De manière totalement fortuite, je me retrouve assise à une table avec Rémy par un beau midi ensoleillé d’automne dans notre hôpital spécialisé. C’est un type charmant avec un sourire contagieux qui est venu chez nous chercher ses médicaments et faire un bilan.
Il a la discussion facile et se met soudainement à me raconter son histoire. Une de ces histoires qui ont le don de plonger le monde dans le silence pendant quelques instants. Il était encore jeune lorsque sa femme et leur bébé ont perdu la vie dans un accident de voiture. Le jour d’après, il raconte s’être rendu sur le Platzspitz – c’était encore l’époque où les gens se droguaient ouvertement au beau milieu de Zurich. Il prenait tout ce qu’il trouvait dès lors que cela lui permettait de ne plus ressentir de peine. S’il venait à en mourir, ce ne serait qu’un bonus. Mais il était coriace. Aussi, il a connu une toxicomanie lourde pendant plusieurs années.

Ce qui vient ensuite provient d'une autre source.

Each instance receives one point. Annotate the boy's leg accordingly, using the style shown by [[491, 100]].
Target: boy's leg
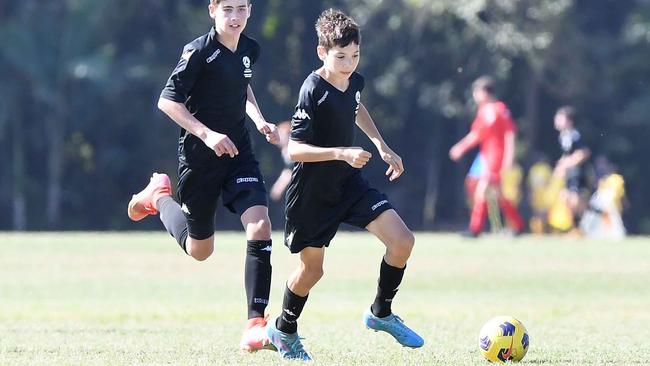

Mais un beau jour, il croise sur le chemin d’un local de consommation de la ville une connaissance qui porte un chiot dans ses bras – l’homme se rend chez le vétérinaire pour faire vacciner le petit. Lui-même toxicomane, il abandonne vite son idée et demande à se rendre au local avec Rémy.

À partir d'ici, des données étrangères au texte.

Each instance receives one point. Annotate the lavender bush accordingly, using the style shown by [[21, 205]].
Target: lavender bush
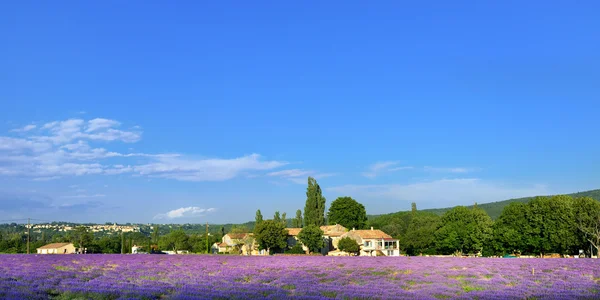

C’est une rencontre somme toute banale; ces dernières années, quelques-uns de ces événements ont dû arriver dans la vie de Rémy: des rendez-vous médicaux manqués par lui-même ou ses connaissances, des relations familiales rompues, des consultations au centre de soutien annulées.
Ce jour-là, Rémy décide d’aller chez le vétérinaire avec le chiot pour son collègue. Pour lui, cette rencontre est totalement différente de tout ce qu’il a vécu jusque là: «Tu sais, c’est la première fois que Dieu me confiait à nouveau une autre vie que la mienne. La mienne, j’en avais rien à faire.» Ce qui se passe après, vous l’avez sûrement deviné. Son collègue lui laisse le chien qui restera avec lui jusqu’à sa mort 10 ans plus tard tandis qu’en parallèle, Rémy parvient à se défaire de l’héroïne et de l’autodestruction.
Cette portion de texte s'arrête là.